Jupyter Notebooks are interactive web tools known as a computational notebooks, which researchers can use to combine software code, explanatory text and multimedia resources, and computational output, in a single document. Jupyter has emerged as a de facto standard for data scientists and other scientific domains. Notebooks can be launched locally and access local file systems, or they can be launched on a remote machine, which provides access to a user's files on the remote system. In the latter case, the notebooks are launched via a process that creates a unique URL that is composed of the hostname plus an available port (chosen by the jupyter application) plus a one-time token. The user obtains this URL and enters it into a local web browser, where the notebook is available as long as the process on the remote machine is up and running. By default, these notebooks are not secure, and potentially expose a users local files to unwanted users.

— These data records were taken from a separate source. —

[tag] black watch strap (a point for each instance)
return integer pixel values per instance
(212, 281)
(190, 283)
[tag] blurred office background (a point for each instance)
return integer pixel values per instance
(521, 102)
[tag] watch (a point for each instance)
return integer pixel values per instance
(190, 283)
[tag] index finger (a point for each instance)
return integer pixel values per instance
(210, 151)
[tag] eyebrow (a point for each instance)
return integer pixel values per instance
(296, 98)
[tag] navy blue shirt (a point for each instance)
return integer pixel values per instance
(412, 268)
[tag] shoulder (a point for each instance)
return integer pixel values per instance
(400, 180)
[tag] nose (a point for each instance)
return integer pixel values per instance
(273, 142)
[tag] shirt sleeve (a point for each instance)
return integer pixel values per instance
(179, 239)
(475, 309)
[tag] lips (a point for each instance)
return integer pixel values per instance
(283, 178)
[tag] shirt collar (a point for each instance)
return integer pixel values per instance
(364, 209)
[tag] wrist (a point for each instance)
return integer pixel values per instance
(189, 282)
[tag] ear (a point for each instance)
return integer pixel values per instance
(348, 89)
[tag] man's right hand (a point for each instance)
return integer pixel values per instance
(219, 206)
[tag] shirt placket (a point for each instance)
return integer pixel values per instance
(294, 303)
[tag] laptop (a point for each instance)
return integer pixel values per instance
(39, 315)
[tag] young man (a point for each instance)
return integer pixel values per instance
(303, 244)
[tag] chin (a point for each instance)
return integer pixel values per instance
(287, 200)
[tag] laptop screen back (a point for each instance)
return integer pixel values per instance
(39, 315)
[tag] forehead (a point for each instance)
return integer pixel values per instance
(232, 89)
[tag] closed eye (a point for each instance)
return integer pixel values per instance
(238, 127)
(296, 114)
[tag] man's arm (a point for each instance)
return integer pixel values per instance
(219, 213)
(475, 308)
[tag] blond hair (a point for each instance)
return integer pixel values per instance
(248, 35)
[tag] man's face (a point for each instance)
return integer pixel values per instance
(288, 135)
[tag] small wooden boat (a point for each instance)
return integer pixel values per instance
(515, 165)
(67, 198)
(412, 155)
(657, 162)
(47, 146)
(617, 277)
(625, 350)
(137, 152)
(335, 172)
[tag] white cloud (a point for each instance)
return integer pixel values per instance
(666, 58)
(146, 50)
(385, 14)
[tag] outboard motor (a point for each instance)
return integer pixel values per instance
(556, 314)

In this tutorial, we cover SDSC's multi-tiered approach to running notebooks more securely: running notebooks in the usual way using the insecure HTTP connections; hosting a Jupyter service using HTTPS and Jupyter Lab; and our new Reverse Proxy Service (RPS). When used, the RPS will launch a batch script that creates a securely hosted HTTPS access point for the user, resulting in a safer, more secure notebook environment.
By default, these notebooks are not secure, and potentially expose a user's local files to unwanted access. In this tutorial, we present SDSC's multitiered approach to running notebooks more securely.
This page will be updated regularly with example notebooks, primarily for beginners and those who are new to using notebooks on SDSC HPC Systems.
Running Juypter notebooks relies on you handling your own python jupyter package installation. Typically, users install Anaconda on local systems. Anaconda is a common package manager used for data science, but it it not recommended for use on HPC systems and running jupyter notebooks remotely. Anaconda is a large package and has a lot of overhead. For best performance, we recommend using Miniconda
.
Miniconda is a free minimal installer for conda. It is a small, bootstrap version of Anaconda that includes only conda, Python, the packages they depend on, and a small number of other useful packages.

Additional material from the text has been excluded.